Replace the following:

  • CUSTOM_METADATA_LABEL_NAME: The name to assign to the custom infoType detector.
  • LIKELIHOOD: (Optional) The Likelihood value to assign to all findings that match this custom infoType. If you omit this field, the default likelihood level is VERY_LIKELY.
  • SENSITIVITY_SCORE: (Optional) The SensitivityScore to assign to all findings that match this custom infoType. If you omit this field, the default sensitivity score is HIGH.

    Sensitivity scores are used in data profiles. When profiling your data, Sensitive Data Protection uses the sensitivity scores of the infoTypes to calculate the sensitivity level.

  • KEY_REGULAR_EXPRESSION: A regular expression to search for in the keys of metadata labels.

  • VALUE_REGULAR_EXPRESSION: A regular expression to search for in the values of metadata labels.
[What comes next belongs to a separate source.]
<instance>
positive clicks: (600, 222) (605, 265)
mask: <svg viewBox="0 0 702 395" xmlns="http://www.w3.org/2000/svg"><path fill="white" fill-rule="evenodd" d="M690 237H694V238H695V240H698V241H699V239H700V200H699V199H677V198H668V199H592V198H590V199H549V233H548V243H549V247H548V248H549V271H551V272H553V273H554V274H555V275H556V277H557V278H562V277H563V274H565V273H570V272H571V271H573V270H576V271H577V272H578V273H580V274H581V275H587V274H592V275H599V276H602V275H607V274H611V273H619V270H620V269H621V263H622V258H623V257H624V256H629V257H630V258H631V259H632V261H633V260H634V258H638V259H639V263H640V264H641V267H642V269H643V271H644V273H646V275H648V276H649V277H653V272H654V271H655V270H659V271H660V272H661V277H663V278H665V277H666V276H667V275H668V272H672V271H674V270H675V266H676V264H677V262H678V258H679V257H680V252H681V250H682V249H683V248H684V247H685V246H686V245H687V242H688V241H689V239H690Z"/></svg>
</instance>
Example detector for a Microsoft sensitivity label

This inspect_config example defines a custom infoType named CUSTOM_MIP_HIGHLY_CONFIDENTIAL. This custom infoType detects a Microsoft Purview Information Protection label that contains the GUID 12345678-9012-3456-7890-123456789012 and is enabled:

{
  "inspect_config": {
    "custom_info_types": [
      {
        "info_type": {
          "name": "CUSTOM_MIP_HIGHLY_CONFIDENTIAL"
        },
        "likelihood": "VERY_LIKELY",
        "metadata_key_value_expression": {
          "key_regex": "MSIP_Label_12345678-9012-3456-7890-123456789012_Enabled",
          "value_regex": "true"
        }
      }
    ],
    "min_likelihood": "POSSIBLE"
  }
}

When you use this configuration in an inspection job, Sensitive Data Protection generates a CUSTOM_MIP_HIGHLY_CONFIDENTIAL finding if it finds content where the metadata key MSIP_Label_12345678-9012-3456-7890-123456789012_Enabled has the value true.